Implement custom scan of SPAM messages instead of using scan(1).
If the header of a message contains garbage characters (not 2047-quoted
garbage characters, actual multi-byte garbage!) (Chinese or Russian spam)
scan(1) will happily print them to the tty, which hurts.
(%SPAM): Replace @SPAM global list with a hash.
(store_message): Drop unused $status variable. Don't update @SPAM .
(scan_line): Factor out the actual scan line formatting from filter_mail to
this new function.
(filter_mail): Append message number and header hash to %SPAM .
(maildir_spam): Append message number and spam maildir file name to %SPAM .

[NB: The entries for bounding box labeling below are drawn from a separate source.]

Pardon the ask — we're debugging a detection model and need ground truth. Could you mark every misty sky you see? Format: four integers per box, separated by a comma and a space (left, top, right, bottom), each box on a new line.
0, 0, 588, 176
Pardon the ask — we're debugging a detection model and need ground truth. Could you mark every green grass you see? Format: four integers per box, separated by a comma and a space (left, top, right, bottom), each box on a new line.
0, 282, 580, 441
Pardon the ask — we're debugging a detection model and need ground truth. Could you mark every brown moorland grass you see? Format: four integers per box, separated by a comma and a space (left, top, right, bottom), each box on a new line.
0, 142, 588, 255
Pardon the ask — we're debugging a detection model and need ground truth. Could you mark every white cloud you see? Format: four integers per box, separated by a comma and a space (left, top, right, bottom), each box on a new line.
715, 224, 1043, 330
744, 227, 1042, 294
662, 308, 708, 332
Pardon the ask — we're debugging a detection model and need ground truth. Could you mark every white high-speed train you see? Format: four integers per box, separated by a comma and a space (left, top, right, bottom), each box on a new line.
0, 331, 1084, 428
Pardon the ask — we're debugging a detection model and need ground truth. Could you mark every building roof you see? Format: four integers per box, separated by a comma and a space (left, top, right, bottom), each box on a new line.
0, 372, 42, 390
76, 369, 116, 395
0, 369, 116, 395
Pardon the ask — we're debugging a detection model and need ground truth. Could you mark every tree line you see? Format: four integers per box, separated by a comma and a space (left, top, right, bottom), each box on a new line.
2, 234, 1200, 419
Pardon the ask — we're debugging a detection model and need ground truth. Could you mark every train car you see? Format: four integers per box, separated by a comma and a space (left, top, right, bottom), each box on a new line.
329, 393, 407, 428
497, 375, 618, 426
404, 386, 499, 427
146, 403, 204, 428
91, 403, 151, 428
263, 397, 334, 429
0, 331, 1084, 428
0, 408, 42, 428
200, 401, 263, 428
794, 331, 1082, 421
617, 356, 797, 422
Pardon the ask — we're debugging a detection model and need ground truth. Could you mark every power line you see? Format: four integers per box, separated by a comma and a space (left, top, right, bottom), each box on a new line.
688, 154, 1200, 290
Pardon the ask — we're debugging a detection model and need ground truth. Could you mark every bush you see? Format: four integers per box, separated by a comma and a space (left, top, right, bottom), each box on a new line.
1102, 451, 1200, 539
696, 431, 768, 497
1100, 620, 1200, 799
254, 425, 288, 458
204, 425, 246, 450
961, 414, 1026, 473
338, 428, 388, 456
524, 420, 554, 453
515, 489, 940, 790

(scan_spam): Add function to scan spam messages with scan_line . Deal with 3
cases: spam filtered via filter_mail and spam filtered via maildir_spam in
either run or -n mode. For the latter two, open the message file from the
mh SPAM folder or from the spam maildir, respectively, to load the header.
epg [Sat, 25 Mar 2006 01:39:55 +0000 (01:39 +0000)]
(get_highest_msgnum): Fix minor bug, returning one less than it should
be on the first call for a folder. This was only noticeable in -n mode
because store_message loops to find a fresh number.
epg [Thu, 19 Jan 2006 19:48:46 +0000 (19:48 +0000)]
(mark): Since new.c only uses the lists from .mh_sequences, it doesn't
parse them, simply appending here really hurts. Bite the bullet and
properly merge new messages into the existing .mh_sequences message
lists (i.e. 1-39 becomes 1-40).
epg [Wed, 18 Jan 2006 21:25:45 +0000 (21:25 +0000)]
This 35k message folder at work is getting burdensome. minc was
reading that entire folder everytime it stored a message there! Twice
because mark(1) does it too. The first is my fault, the second mh's.
I still haven't gone through mh to get rid of unnecessary readdirs, so
work around the problem here.
(get_highest_msgnum): Only read a directory once, saving the highest
message number and incrementing it on each call.
(mark): New function to add a message to a sequence.
(store_message): Use mark instead of running mark(1).
epg [Tue, 22 Nov 2005 00:59:40 +0000 (00:59 +0000)]
(find_mh_folder): Require $regexp to be a regular expression object
(qr//) instead of a string. Now it's up to the user whether it
matches sensitive to case or not, or uses any other options.
epg [Sat, 19 Nov 2005 00:46:01 +0000 (00:46 +0000)]
Even easier .folders sorting; now all you have to do is provide a list
of regexps, and the sorting will be according to their order. You can
still define your own sorter, if necessary.
Get rid of dryrun.log: in -n mode, don't log at all. I don't think
anyone ever actually used the dryrun log, and if we get rid of it,
then minc -n becomes a better mdfrm.
(find_mh_folder): Don't know why, but the MAGIC_TO crap wasn't doing
the same kind of match as the other filters, and you couldn't use
parts of the match in the folder name. Fix.
($SCAN_P_FOLDER, $SCAN_P_MESSAGE, $SCAN_P_FROM): New configurable
globals, the proportion each field should take in the scan lines.
(filter_mail): Use these new globals instead of instead of hard-coded
defaults, and move the loading of .minc before the use of these
globals so the user can change them.
(filter_mail): Need to print a \r before printing the status line,
as nothing is printed for spam messages, so these would just stack
up on the same line with two or more spams in a row.
(filter_mail): Stop popping items from header lists and just read the
last header value. Also get rid of control characters in the subject
(stupid spam!).
Pull in COLUMNS environment variable and default it to 80.
(filter_mail): Instead of printing which folders have been added to,
print one line per saved non-spam message: its folder, message number,
and from and subject headers. Use COLUMNS and hard-coded proportions
to determine how much of the line to allocate to each field printed.
(find_mh_folder): Take %headers as arguments, don't call get_headers
or log_headers here.
(filter_mail): .mincfilters, mincspam, and .minchooks are now just one
file, .minc. Now we don't magically know the name of some
spam_start_hook, spam_stop_hook, spam_check, and post_store_hook, but
instead run all the hooks in the @start_hooks, @stop_hooks,
@filter_hooks, and @post_store_hooks lists. Call get_headers and
log_headers here so we can pass them to the hooks.
epg [Thu, 25 Nov 2004 05:09:31 +0000 (05:09 +0000)]
(filter_mail): Support a post_store_hook, in case someone wants to do
post-processing for a message. This is getting out of hand; all these
hooks should be folded into a single .mincrc or something...
(getfiles): Just return readdir results, don't strip . and .. and
don't return absolute paths. We walk the file list enough times
already, there's no need to walk it for this.
(filter_mail): Skip . and .. in the @msglist.
(MAIN): Instead of passing getfiles $MAILDIR/new, chdir there and pass '.'.